Zhang Danhong9. August 2015

Für Deutsche ist es schwer vorstellbar, die eigenen Eltern zu siezen. Unsere Kolumnistin Zhang Danhong tut das, wenn sie ihre Eltern in China besucht. Das hat Auswirkungen auf die Beziehung zwischen den Generationen.

Familie beim Spaziergang
Bild: picture-alliance/dpa

Ein grober Fauxpas unterlief mir, als ich neulich in Peking Urlaub machte. Da sagte ich zu meiner Mutter, dass ich nicht damit einverstanden sei, dass sie über unsere Köpfe hinweg ein Großfamilientreffen für uns organisiert hat. Dass ich von ihrer heftigen Reaktion überrascht war, überraschte meinen Vater noch mehr.
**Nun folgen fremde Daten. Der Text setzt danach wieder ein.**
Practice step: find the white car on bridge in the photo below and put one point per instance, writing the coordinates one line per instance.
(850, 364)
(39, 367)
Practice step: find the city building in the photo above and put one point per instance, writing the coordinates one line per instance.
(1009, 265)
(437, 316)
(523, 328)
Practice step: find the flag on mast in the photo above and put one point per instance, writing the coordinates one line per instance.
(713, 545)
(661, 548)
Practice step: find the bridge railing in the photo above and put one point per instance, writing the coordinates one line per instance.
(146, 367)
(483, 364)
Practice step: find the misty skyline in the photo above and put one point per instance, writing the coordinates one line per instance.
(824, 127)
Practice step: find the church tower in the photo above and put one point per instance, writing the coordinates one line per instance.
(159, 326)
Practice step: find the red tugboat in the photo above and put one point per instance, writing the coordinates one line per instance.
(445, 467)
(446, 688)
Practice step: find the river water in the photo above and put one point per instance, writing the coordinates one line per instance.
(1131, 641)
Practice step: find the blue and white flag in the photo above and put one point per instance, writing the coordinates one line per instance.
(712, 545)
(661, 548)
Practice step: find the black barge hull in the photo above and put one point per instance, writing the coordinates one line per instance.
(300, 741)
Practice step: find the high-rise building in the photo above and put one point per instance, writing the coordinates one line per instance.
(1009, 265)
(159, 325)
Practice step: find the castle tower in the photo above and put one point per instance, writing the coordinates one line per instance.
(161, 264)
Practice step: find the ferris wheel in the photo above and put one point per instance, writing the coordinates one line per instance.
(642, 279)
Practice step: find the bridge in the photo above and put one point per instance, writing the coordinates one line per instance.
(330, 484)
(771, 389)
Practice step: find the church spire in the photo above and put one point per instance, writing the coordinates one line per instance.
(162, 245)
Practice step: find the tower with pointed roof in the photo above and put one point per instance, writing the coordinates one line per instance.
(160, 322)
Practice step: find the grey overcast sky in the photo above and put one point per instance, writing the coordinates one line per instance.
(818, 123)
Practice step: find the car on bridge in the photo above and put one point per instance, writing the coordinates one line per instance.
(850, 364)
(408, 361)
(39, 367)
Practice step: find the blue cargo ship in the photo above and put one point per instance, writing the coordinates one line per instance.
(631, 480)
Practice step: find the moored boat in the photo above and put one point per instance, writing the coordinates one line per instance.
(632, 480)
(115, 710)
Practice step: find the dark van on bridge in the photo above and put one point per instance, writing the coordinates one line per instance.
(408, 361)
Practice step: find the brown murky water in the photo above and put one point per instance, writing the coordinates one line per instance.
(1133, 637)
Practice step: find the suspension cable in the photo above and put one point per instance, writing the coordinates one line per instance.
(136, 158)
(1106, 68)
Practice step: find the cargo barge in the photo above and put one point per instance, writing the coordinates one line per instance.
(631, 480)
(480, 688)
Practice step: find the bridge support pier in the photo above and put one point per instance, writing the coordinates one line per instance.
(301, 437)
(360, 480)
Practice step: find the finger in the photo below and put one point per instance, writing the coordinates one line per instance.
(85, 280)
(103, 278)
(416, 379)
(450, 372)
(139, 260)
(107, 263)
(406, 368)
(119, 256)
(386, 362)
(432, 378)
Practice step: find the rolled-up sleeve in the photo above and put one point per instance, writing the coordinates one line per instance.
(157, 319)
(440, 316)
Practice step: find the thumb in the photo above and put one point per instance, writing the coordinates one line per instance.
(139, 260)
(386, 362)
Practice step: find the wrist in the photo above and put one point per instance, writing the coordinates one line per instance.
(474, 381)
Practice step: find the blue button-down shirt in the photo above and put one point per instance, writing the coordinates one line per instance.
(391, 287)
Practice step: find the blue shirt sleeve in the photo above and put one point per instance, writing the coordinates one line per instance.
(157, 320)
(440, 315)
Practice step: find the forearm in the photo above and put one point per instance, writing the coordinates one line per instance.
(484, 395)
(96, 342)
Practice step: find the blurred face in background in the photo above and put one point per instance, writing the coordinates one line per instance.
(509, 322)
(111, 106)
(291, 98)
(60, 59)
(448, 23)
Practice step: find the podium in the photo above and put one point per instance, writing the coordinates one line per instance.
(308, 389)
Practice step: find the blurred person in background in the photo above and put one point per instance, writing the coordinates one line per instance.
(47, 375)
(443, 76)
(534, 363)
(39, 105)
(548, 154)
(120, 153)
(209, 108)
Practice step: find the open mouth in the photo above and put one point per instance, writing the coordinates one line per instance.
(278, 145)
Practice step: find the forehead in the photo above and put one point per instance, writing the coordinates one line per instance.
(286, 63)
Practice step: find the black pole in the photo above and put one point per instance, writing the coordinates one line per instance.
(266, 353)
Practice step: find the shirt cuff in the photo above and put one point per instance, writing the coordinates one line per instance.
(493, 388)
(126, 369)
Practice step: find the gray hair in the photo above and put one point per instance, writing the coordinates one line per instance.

Er zog mich zur Seite: "Du lebst wohl zu lange in Deutschland. Aber selbst dort wirst Du doch Deinem Chefredakteur nicht ins Gesicht sagen, dass Du seine Meinung nicht teilst." Nach kurzem Überlegen sagte ich: "Ich glaube, das würde er sogar verkraften." Den Schaden, der durch die vier Silben "Wo bu tongyi" (Ich bin nicht einverstanden) entstanden war, konnte ich erst nach einem Dutzend herzlicher Entschuldigungen beheben.

In China sind Eltern die natürlichen Vorgesetzten. Ihnen gebührt Ehrerbietung. Für Eltern zu sorgen, wenn sie alt und gebrechlich sind, gehört zu den höchsten Pflichten eines jeden Chinesen. In kriegerischen Zeiten galt als Ehrensache, die Eltern zu rächen. So konnten die Manchus im 17. Jahrhundert die Chinesen nur schlagen und eine Fremdherrschaft (Qing-Dynastie) etablieren, weil ein chinesischer General lieber den Mörder seiner Eltern jagen wollte, als die Eindringlinge aus dem Norden zu bekämpfen.

Eine völlig andere Beziehung

Heute werden die Eltern in China eher friedlich verehrt. Ein deutliches Zeichen dafür ist, dass in weiten Teilen des Landes Eltern von ihren Kindern gesiezt werden. Auch wenn ich eine für chinesische Verhältnisse sehr liberale Erziehung genossen habe, sorgt das "Sie" doch für eine gewisse Distanz in unserer Beziehung. Diese Anrede macht eine gleichberechtigte Partnerschaft zwischen den Generationen unmöglich.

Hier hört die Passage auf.